If you're trying to make yourself look like an idiot, you're not doing a half-bad job.
Well, i do agree ROCm and oneAPI sound nice on paper but both are an PoS at the implementation level and this is the main reason they won't even get near CUDA for a long long time.
I hate nVidia as much as the next guy and i'm an AMD only guy since the first GCN gpus but after dealing with ROCm i lost all hope in the near term, that PoS barely works on few GPUs with the propietary drivers because from sources is almost unbuildable and is as stable as a castle of cards on a tornado and oneAPI is a mess, to this day even build oneTBB is a whole challenge on its own.
And this is where CUDA design shines, the API is really neat and the installation is extremely simple. the only way i see Intel and AMD having something to compete with nvidia on compute is using NIR compute on Mesa and implement the APIs on top as State trackers(CUDA, CL, SYCL, etc.) but they both seem on a war path atm and somehow each need to reinvent the wheel from scratch with their own API brand
Anyway, if you're doing anything substantial, a bit of initialization code is nothing to sweat.
The initialization is just the beginning, and almost every design in OpenCL is to make it harder to learn and program.
Another example: cudaMemcpy vs clEnqueueCopyBuffer (and this time the header file won't save you)
Most of the time, CUDA simply works with the default settings and parameters.
Cause it just works?

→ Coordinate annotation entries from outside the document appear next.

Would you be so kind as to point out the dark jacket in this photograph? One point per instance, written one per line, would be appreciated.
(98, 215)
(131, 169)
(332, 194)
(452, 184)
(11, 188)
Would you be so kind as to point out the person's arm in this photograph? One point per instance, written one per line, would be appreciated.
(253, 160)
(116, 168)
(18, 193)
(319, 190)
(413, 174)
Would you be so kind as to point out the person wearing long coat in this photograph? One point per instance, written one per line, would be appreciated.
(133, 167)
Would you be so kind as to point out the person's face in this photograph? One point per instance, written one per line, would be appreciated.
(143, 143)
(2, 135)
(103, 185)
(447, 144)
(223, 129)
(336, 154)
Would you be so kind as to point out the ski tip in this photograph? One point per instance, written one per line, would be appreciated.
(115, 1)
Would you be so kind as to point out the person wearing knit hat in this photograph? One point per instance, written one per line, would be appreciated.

Most people prefer predictable results after all.
Spending 6 months and the two best Cycles developers (one of them its creator) on improving a single vendor proprietary solution is idiotic when the entire industry is moving to Vulkan as a full stack replacement of OpenGL, DirectX, CUDA, OpenCL, even Nvidia is fully supporting Vulkan, as they realize that when the rest of the tech companies finally back a single solution, they will be screwed if they don't.
And Blender will replace OpenGL with Vulkan, starting with EEVEE, and obviously Blender will have Vulkan hardware accelerated rendering support for Cycles as well, but they could be one of the first packages out of the gate with stellar Vulkan support, instead they will be spending precious time and their best rendering developers on improving a proprietary single vendor framework which already works well for Blender.
I used to think that the one big problem for Blender was funding, now that this is no longer the case, I see that there are unfortunately other glaring problems. Spending these 6 months on just improving CPU rendering would be a more worthwhile investment than what they are doing, talk about dropping the ball.
And this is where CUDA design shines, the API is really neat and the installation is extremely simple. the only way i see Intel and AMD having something to compete with nvidia on compute is using NIR compute on Mesa and implement the APIs on top as State trackers(CUDA, CL, SYCL, etc.) but they both seem on a war path atm and somehow each need to reinvent the wheel from scratch with their own API brand
The ROCm stack literally has a function-for-function drop-in for CUDA in HIP, so in that sense it "shines" just as bright as CUDA. All of the issues you raise around implementation quality and support still exist, of course. IMO the more fundamental issue for AMD is that they lack sufficient software coverage for their hardware, especially the newer cards that now constitute a large proportion of their consumer marketshare. Likewise, Intel's biggest problem is that they lack compelling hardware to run their (somewhat more coherent) software stack on. I do wish we could have a mature Vulkan compute or Mesa-native compute solution, but they seem unlikely to materialize for a few years yet.